I can recall a time when it was a rarity to hear or read about a news story about cannabis. For almost two decades I kept a database of every cannabis related news story that I came across. I could never keep up with the torrent of pot news coming out now.
As someone who was a child in the 1960’s and a counter-culture teenager in the 70s, I recall the intense stigma and controversy that the herb had attached to it.
I remember the day in 1974 when I read the first edition of High Times Magazine — and how exciting, edgy, and irreverent it was at the time. It was not only revolutionary, it was a window into a completely different social & cultural world — one that rewarded open minds and renegade hearts with a beautiful global culture to belong to — a culture of defiance and resilience, and of peace and love.
Being a pot smoker was like being a member of a secret club, and for many, including myself, the very act of getting high was a political statement — a defiant and deliberate rejection of the authoritarian status-quo. Getting high was seen as both a symbolic statement against the establishment and a spiritual upaya, a conduit or vehicle for introspection, inner peace, relaxation, and a general communing with the natural Universe.
I also recall the first time, in 1995, that I traveled to the original High Times Cannabis Cup in Amsterdam, and how absolutely mind blowing and liberating it felt to see pot plants and buds in full public view. But it was even more mind bending to be able to stroll into a coffee shop and choose our buds from a menu.
When we started Seattle Hempfest in 1991, it was downright controversial to be stapling 11 x 17 inch posters on poles across the city featuring huge pot leaves on them. One time I had an old man rip the poster from my hands as I was attaching it to a telephone pole. The gentleman tore it up into little pieces, threw them on the ground, and stomped on them with his feet, proclaiming “no way are you putting that drug stuff up in my community!”
And working various events it became apparent that cannabis made straight people laugh, almost every time. They would laugh as they walked by our booth, one poking the other with an elbow and remarking, “hey honey, maybe we should attend the Hempfest? Ha ha ha ha.” It was the giggle factor — pot made non-users smile and giggle. Well, that was then and this is now because they are not laughing at us any more.

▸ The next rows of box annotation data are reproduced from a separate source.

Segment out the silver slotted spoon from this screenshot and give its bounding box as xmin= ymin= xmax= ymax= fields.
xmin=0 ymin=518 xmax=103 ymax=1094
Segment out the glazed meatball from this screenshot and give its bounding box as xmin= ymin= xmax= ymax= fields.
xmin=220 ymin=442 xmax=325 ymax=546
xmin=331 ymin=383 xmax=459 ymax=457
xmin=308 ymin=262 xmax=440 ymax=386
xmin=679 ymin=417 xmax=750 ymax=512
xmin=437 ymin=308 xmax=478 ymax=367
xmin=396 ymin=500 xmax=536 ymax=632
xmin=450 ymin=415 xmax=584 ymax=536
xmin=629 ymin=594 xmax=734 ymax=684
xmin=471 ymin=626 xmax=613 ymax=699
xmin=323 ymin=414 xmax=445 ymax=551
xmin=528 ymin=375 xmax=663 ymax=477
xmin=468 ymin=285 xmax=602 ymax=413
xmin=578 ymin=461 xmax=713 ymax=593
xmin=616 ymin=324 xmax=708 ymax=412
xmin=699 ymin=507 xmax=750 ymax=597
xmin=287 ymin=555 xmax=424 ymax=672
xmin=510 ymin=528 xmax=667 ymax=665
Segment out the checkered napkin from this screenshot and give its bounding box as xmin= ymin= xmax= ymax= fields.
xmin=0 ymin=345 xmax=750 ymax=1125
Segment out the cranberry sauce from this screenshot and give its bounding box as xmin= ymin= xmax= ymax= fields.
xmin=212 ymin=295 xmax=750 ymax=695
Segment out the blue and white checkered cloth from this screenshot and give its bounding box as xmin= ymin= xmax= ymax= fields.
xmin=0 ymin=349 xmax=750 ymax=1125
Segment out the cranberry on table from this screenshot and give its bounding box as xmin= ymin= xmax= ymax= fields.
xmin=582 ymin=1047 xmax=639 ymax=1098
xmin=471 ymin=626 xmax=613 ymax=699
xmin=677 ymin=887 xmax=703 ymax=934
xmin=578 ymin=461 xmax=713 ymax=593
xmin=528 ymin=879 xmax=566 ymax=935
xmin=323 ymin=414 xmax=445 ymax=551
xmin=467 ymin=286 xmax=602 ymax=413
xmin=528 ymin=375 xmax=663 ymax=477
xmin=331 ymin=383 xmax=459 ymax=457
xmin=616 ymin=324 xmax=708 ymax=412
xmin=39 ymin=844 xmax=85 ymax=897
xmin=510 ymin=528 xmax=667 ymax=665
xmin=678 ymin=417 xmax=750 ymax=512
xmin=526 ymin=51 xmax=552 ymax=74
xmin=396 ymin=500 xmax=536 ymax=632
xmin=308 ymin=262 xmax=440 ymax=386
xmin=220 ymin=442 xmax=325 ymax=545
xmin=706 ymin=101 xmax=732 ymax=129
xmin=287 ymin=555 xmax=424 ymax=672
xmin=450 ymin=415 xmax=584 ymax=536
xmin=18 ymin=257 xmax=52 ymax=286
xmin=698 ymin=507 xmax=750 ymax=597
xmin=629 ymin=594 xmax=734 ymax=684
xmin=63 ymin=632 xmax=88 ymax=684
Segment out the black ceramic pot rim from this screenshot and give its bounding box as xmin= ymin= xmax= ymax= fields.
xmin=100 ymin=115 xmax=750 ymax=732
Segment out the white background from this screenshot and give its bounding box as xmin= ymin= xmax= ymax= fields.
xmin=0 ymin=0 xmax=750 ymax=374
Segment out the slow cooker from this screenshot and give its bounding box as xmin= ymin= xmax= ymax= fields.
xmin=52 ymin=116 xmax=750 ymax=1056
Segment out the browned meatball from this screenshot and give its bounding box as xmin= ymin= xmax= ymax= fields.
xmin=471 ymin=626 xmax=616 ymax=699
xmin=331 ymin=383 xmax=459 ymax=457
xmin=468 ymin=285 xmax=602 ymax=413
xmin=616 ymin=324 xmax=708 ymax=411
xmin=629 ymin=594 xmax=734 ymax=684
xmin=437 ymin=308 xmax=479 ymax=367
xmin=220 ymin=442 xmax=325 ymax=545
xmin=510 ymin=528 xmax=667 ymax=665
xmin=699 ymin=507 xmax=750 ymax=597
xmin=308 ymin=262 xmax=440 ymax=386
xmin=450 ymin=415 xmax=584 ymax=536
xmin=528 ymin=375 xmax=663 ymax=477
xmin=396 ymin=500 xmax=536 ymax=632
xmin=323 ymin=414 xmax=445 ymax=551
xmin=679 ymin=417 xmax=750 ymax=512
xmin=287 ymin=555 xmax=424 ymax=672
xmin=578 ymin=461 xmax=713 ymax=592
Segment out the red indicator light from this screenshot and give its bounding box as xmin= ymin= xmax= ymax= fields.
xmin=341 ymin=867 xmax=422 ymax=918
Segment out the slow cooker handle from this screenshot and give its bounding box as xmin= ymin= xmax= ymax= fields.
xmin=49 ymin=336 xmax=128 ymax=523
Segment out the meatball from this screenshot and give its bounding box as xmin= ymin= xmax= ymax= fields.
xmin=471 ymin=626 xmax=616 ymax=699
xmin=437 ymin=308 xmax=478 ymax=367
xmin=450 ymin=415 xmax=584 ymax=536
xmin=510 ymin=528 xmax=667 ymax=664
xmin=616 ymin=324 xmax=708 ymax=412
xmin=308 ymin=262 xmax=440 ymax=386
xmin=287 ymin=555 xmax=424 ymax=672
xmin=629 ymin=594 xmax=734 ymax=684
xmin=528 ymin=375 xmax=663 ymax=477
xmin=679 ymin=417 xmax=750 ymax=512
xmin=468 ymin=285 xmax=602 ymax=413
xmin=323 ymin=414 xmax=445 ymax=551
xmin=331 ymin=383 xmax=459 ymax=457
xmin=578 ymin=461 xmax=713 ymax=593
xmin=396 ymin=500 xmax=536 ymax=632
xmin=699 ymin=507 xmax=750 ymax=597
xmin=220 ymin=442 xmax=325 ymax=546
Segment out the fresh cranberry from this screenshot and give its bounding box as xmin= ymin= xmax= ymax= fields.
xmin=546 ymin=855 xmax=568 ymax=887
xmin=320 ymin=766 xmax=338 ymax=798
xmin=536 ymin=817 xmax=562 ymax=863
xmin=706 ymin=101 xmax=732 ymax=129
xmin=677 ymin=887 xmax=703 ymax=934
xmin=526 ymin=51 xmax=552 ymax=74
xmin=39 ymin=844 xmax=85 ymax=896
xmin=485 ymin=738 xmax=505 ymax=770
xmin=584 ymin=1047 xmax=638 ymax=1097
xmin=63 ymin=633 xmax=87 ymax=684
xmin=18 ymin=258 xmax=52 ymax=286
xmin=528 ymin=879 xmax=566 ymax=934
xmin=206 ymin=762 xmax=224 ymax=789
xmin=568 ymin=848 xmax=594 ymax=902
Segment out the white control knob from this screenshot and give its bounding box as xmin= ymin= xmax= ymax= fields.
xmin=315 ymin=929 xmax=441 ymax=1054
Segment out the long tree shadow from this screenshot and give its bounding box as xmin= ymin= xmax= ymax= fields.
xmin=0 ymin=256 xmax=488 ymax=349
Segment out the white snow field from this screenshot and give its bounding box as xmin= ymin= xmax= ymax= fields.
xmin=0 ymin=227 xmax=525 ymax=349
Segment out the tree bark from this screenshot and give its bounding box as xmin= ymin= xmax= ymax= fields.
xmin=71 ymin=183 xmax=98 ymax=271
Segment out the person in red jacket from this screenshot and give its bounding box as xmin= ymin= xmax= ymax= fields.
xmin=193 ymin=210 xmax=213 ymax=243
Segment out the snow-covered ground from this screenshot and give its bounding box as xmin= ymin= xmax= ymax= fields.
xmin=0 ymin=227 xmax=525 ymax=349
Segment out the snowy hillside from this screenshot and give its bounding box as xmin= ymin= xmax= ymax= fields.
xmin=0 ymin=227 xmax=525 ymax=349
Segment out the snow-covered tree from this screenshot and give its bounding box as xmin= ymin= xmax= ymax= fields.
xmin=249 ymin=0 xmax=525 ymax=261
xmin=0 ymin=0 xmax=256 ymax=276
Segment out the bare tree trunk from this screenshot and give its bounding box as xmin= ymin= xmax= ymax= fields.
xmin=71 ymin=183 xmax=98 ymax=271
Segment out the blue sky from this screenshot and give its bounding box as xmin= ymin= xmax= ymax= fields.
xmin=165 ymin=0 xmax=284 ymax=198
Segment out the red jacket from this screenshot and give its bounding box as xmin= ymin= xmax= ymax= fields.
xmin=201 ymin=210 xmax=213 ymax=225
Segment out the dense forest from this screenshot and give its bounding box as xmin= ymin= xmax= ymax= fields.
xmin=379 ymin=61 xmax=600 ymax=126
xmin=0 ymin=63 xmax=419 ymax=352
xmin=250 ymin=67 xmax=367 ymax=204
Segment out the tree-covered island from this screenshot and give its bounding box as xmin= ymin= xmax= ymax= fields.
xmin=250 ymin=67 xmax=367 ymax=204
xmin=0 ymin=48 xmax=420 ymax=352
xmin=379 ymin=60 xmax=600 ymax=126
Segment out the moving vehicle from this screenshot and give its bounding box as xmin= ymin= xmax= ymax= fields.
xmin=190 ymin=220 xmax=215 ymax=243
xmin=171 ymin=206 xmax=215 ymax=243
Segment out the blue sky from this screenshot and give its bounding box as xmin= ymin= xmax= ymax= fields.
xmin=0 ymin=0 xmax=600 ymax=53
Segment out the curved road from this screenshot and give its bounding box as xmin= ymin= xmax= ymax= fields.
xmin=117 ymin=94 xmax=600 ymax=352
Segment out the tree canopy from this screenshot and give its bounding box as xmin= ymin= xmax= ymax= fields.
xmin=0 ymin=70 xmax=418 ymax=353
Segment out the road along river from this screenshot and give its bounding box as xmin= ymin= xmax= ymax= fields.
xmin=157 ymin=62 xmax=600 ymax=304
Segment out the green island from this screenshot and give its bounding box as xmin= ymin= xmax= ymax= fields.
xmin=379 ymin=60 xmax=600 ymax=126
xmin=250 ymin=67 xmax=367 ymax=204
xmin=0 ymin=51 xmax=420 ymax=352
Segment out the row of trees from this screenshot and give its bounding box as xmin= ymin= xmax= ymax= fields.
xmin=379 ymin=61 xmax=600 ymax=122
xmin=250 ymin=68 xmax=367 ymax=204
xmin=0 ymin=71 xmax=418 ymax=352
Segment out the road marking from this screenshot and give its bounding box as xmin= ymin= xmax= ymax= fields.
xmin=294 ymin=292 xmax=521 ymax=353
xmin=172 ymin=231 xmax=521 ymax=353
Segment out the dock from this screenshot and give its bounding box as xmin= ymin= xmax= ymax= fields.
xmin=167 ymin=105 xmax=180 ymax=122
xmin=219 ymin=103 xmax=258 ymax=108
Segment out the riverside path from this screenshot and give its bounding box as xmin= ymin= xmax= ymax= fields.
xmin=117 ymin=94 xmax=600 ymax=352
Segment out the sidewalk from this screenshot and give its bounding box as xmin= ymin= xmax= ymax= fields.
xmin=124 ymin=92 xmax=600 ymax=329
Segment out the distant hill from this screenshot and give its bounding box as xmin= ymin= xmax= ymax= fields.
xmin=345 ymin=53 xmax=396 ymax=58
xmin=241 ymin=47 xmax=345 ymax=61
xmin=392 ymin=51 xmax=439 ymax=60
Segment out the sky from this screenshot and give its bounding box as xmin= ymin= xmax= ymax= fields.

We still have a long way to go, but it is getting harder and harder for many of us to recall a time without medical dispensaries or retail stores lining the streets of our state here in Washington. The old Hempfest posters that caused such controversy when we posted them have given way to huge billboards lining the highway advertising buds for sale to anyone over 21.
We are entering a new era. We are on the precipice of a global transition in terms of cannabis law and culture. My generation is aging, and new generations are coming into their own and discovering a new emerging industry and market that is poised to introduce cannabis to the world, thereby increasing our chances of saving it. Industrial hemp alone has so much to offer in terms of renewable carbon neutral energy, a clean, easy protein source, and so much more. Just replacing alcohol and tobacco in some people’s lives will save lives.
Some people don’t handle cannabis well. They should probably not use it. The rest of us reserve the right to feel relaxed, to enjoy a meal or a tune, or to enhance a walk in the sunshine with impunity. That is our right as human beings. We are not harming anyone or anything. Leave us alone and there will be few problems associated with our pot use. Can you say the same thing about alcohol? Be honest with yourself.
Everything is changing. The age of cannabis is just beginning. It will help to change the world in some ways. It may even help to save it.